The API is similar enough to binary and cereal that it should be easy enough to try out the library.
Includes utilities to match externally specified data formats.
I couldn’t find this in the module haddocks. What does this mean exactly? Could I use this library to handle a binary format like UBJSON? or is that not what “externally specified” means here?
That is the kind of thing meant by “externally specified.” I intend to use these new features in the cql library to match the cassandra encoding.
For example, all of the numbers in UBJSON are written in big-endian format. You would want to use putBE for them. The default is little-endian if you use the default via Generic.
The API bits I would consider useful for external formats are:
putLE/putBE
reserveSize/resolveSize*
getPrefix
There is currently no lookahead or backtracking, so depending on the binary format it may be difficult to make it fit. Lookahead would be relatively easy to implement with the exposed internals.
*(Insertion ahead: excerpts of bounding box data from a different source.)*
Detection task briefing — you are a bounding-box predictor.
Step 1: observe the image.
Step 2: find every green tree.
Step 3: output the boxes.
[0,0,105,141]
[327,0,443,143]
The defaults rely on Generic, but can be easily overridden. If there were a PR that explained why Generically was useful, I’d be happy to merge and re-release.
@Iceland_jack 's linked article makes a compelling case, IMHO:
In my opinion there are two issues here: 1) the reliance on DeriveAnyClass which introduces a footgun for the user and 2) DefaultSignatures force the author to provide only one way to derive instances
It also means that you can do things like using Generically as the newtype for “construct instances in the obvious way, by taking advantage of the structure of the type” but if you (for example) introduce newtypes for big-endian or little-endian encodings, it makes the overall library surface more ergonomically uniform.
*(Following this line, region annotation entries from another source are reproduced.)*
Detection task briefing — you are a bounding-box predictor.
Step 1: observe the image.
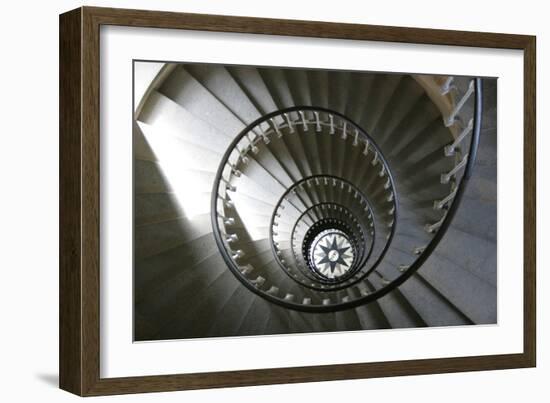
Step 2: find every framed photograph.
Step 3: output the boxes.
[60,7,536,396]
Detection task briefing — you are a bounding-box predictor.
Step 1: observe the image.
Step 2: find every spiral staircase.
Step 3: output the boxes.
[133,64,497,341]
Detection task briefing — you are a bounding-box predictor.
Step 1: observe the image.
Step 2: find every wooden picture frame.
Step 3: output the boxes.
[59,7,536,396]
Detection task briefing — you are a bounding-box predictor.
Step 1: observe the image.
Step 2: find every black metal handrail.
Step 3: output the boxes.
[269,175,386,291]
[211,78,483,312]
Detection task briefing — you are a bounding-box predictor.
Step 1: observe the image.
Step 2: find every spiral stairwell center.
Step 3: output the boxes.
[133,61,497,341]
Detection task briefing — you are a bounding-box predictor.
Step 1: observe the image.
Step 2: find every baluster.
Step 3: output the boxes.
[342,120,348,140]
[283,113,294,133]
[445,80,474,127]
[424,214,446,234]
[328,115,334,134]
[441,154,468,184]
[220,177,237,192]
[298,111,307,132]
[441,76,456,95]
[313,111,321,132]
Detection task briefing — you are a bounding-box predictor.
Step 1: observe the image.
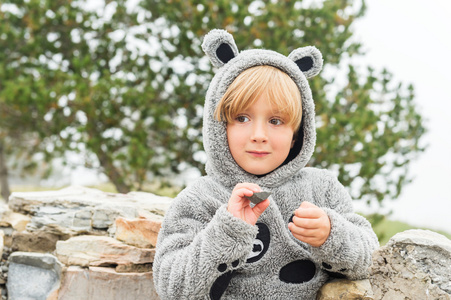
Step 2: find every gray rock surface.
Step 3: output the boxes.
[6,252,62,300]
[316,279,374,300]
[58,266,160,300]
[55,235,155,267]
[8,186,172,235]
[370,230,451,300]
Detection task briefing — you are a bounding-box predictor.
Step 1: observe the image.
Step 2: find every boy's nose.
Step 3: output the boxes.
[251,125,268,143]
Also, have you considered using an indexed monad to track the number of open holes that the user needs to go back and patch? With -XQualifiedDo this is much more ergonomic than it used to be, and you can then prevent the user from running a putter unless the putting code goes back and fills out all the space that it reserves.
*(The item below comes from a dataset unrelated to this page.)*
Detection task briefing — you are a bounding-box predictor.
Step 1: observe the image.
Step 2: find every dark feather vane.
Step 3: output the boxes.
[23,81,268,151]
Indexed Monads or linear types would be useful to track this. Even without the guard rails it’s useful, and it’s unlikely to cause a problem. The code ends up looking like this:
put l = do
sizeHandle <- reserveSize @Word64
go sizeHandle 0 l
where
go sizeHandle !n [] = resolveSizeLE sizeHandle n
go sizeHandle !n (x : rest) = put x >> go sizeHandle (n + 1) rest
or something even simpler:
putWithLength x = do
sizeHandle <- reserveSize @Word32
putWithoutLength x
resolveSizeExclusiveLE sizeHandle
You can use package generically to get a compatibility shim (which re-exports the newtype from base when available, so it’s safe to unconditionally depend upon).
Good call on linear types - I had forgotten about them but they’d be much easier to use and probably more performant to compile than the typelevel gymnastics needed to track it all in an indexed monad. And if you’re only targeting GHC >=9.2, you should have workable linear types available to you.